My responsibilities for the remainder of the semester are not too bad, actually. I have two tests, two papers, and one god-awful statistics project. It's not just that I hate stats. In fact, I discovered last summer that I actually sort of like statistics, and I am capable of doing quite well in a stats class. I do hate, however, the particular approach to stats that is being used in my current class. I hate it with a passion I normally reserve for fundies, uber-conservatives, and people who use words like "irregardless" (three groups which overlap a great deal, I realize).

Well, regardless of my angst over it, the project must be completed, preferably with a minimum of bloodshed. My current plan is to write drafts of the other two papers in the next week, and get them to the point where the respective profs can tear up the drafts, and all I'll have to worry about is editing and polishing. Then I can dedicate myself to slogging through the stats over and over until they are satisfactory.
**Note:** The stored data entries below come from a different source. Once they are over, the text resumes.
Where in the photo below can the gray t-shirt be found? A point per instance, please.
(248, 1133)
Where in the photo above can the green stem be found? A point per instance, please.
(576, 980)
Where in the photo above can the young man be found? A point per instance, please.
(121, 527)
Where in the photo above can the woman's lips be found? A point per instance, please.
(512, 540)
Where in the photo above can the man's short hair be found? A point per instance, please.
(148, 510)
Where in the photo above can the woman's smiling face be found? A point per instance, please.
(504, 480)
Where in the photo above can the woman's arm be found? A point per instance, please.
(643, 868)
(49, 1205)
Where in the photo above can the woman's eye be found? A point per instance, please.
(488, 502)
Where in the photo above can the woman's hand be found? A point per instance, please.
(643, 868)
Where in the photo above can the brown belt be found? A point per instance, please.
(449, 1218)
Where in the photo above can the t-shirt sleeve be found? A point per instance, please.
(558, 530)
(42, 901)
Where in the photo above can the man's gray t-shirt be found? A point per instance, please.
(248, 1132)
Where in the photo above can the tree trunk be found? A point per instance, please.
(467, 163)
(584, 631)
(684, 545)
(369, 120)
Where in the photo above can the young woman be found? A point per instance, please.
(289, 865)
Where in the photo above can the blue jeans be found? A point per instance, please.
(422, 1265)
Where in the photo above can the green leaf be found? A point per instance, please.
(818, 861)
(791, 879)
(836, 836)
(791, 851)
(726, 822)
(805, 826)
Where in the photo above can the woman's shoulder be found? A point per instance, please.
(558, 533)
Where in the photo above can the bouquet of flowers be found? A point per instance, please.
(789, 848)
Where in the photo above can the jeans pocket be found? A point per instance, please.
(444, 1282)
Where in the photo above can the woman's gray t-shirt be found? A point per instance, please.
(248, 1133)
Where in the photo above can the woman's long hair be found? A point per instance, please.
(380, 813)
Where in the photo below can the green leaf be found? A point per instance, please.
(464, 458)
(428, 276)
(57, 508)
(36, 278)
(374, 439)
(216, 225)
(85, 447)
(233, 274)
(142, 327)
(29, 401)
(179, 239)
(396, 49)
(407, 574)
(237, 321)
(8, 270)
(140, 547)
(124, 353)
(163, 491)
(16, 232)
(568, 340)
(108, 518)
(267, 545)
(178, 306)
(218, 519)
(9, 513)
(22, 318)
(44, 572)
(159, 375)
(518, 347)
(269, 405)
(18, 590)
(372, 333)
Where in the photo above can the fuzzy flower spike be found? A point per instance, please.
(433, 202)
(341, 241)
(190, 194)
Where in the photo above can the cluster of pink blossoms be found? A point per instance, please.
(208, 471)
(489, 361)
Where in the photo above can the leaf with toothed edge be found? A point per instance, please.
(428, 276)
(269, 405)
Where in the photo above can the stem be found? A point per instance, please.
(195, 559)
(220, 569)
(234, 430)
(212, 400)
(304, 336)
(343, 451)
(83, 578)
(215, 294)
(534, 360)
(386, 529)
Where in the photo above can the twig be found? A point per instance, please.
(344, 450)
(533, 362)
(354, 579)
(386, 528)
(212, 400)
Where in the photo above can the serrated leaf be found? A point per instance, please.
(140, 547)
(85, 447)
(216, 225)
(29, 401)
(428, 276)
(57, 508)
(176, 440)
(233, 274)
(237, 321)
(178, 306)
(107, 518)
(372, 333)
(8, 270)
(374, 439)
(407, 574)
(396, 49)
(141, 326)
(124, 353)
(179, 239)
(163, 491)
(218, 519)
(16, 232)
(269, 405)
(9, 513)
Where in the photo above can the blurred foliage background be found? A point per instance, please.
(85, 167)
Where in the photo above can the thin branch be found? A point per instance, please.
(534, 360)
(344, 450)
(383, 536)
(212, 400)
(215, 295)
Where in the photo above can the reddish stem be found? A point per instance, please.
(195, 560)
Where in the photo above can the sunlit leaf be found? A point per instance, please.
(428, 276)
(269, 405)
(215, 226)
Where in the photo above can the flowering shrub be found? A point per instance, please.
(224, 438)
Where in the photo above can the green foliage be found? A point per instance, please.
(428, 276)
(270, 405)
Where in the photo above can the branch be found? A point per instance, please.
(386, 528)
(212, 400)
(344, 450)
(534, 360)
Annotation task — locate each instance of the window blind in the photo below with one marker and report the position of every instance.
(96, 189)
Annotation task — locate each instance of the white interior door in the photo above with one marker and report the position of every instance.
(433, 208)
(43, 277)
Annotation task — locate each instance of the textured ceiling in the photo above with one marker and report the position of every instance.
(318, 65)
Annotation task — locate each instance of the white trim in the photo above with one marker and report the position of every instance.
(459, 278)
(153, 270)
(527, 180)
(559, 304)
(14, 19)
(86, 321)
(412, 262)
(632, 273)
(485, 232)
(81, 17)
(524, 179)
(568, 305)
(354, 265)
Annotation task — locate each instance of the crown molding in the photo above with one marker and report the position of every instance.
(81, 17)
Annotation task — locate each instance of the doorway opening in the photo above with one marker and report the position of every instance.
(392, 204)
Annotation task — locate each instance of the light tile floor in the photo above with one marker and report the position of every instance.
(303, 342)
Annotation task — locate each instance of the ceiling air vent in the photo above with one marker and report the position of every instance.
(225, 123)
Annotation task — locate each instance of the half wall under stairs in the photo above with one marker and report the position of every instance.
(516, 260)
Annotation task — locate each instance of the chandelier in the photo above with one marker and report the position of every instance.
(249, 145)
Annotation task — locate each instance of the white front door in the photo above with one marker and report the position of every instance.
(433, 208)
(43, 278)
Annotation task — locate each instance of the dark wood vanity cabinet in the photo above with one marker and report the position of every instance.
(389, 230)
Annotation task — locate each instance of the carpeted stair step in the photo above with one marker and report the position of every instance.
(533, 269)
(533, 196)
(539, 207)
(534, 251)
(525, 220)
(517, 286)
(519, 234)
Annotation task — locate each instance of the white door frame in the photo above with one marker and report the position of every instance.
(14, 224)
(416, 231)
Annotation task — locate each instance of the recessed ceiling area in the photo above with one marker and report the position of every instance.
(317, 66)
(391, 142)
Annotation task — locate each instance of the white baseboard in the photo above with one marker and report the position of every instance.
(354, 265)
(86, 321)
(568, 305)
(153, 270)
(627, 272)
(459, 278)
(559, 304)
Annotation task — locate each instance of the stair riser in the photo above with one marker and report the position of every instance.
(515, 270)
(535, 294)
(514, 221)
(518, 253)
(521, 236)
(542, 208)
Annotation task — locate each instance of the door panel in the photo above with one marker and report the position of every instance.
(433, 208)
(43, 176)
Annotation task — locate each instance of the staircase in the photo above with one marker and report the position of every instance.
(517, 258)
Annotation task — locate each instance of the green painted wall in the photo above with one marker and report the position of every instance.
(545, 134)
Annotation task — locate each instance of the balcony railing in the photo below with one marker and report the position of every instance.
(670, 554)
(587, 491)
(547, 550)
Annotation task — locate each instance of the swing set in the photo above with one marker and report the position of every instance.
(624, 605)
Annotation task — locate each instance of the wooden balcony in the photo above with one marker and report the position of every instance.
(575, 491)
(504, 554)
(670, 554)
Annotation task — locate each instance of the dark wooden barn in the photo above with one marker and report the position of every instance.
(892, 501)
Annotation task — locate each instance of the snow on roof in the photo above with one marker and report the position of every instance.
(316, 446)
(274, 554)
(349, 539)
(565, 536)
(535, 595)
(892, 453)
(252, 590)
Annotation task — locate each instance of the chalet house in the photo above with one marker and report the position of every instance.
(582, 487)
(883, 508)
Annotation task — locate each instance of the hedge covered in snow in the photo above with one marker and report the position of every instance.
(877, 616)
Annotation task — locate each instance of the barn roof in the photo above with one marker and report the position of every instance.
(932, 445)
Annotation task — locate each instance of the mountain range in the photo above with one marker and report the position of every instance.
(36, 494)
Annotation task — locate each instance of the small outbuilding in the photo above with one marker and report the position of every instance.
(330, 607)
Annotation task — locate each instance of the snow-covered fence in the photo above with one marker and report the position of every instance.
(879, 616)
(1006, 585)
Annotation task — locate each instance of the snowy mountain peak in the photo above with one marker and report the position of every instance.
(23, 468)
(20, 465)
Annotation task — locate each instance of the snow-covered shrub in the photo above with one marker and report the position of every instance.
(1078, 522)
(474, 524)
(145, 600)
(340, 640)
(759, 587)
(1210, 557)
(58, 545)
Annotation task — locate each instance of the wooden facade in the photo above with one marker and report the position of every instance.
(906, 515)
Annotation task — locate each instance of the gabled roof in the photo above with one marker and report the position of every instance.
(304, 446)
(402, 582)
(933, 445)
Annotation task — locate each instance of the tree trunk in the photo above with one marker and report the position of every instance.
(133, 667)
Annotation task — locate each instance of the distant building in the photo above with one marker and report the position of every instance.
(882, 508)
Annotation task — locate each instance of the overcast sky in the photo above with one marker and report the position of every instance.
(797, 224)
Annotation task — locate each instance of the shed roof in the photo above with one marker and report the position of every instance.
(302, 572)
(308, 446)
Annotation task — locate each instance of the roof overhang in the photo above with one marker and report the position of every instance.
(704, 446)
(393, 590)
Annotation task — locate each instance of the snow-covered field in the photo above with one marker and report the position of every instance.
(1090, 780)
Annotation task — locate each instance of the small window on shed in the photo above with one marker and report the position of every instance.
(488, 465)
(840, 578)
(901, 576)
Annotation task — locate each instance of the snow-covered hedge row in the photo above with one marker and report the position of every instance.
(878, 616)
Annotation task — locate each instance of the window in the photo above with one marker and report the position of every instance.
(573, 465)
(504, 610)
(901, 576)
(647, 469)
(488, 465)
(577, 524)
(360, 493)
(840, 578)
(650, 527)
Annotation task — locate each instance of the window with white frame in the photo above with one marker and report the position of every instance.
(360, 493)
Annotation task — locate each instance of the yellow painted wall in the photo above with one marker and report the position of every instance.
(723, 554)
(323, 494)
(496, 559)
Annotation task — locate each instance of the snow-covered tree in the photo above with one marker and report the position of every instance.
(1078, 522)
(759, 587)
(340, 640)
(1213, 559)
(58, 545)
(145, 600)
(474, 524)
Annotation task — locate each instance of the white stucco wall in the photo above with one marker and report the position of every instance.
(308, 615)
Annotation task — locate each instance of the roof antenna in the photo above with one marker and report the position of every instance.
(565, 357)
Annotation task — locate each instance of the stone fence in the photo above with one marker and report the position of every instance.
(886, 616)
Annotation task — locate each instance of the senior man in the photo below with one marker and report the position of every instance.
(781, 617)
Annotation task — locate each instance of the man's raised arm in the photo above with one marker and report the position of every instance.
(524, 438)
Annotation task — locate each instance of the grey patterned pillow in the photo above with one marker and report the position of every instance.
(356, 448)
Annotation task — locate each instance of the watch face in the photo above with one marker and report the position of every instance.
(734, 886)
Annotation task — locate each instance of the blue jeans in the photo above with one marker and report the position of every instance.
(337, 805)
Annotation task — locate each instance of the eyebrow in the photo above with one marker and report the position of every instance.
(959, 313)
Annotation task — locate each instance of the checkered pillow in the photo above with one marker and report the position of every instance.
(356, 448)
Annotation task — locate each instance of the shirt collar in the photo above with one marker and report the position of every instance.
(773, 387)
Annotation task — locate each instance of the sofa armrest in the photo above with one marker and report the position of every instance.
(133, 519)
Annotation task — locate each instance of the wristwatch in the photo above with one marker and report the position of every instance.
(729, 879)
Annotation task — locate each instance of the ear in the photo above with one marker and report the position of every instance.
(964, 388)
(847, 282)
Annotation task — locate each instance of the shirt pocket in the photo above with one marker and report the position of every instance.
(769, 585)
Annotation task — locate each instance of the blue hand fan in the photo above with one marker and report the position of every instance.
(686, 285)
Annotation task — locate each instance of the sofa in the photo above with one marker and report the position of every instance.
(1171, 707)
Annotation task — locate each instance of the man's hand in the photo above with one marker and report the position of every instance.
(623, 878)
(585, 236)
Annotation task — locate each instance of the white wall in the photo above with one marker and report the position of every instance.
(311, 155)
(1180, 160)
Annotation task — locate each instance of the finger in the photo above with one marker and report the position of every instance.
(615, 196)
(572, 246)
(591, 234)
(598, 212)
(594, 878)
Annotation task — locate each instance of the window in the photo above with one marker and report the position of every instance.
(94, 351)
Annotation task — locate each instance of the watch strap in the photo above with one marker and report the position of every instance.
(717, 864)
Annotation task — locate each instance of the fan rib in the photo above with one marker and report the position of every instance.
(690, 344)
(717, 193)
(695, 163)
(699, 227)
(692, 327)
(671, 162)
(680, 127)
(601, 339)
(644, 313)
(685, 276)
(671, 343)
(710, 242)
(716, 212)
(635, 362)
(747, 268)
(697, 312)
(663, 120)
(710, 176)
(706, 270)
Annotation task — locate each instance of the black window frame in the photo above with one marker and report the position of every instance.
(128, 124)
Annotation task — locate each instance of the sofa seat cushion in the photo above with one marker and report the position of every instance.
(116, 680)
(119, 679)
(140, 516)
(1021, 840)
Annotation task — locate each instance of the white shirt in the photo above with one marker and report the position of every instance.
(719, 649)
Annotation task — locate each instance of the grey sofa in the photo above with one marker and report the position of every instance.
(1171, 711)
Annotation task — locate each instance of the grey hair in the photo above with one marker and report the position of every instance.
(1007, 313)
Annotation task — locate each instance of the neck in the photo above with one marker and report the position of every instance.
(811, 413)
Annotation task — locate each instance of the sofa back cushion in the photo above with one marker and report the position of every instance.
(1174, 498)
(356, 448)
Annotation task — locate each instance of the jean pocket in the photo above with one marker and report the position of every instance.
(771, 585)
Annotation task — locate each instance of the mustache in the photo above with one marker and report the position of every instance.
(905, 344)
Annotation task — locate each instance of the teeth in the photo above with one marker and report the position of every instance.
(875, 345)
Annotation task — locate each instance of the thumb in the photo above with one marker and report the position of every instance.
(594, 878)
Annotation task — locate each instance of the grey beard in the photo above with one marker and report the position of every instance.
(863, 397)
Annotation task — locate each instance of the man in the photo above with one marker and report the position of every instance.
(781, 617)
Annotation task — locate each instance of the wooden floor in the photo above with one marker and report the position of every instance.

This is uncharacteristically forward-thinking of me. I usually don't plan out the end of the semester until about two to three weeks out. Am I actually learning better habits? Could this be maturity creeping into my usually childish behavior, overtaking my carefree, "don't sweat the petty things, just pet the sweaty things" approach to life?

Don't be concerned. I'm sure I'll return to my slovenly, juvenile ways shortly.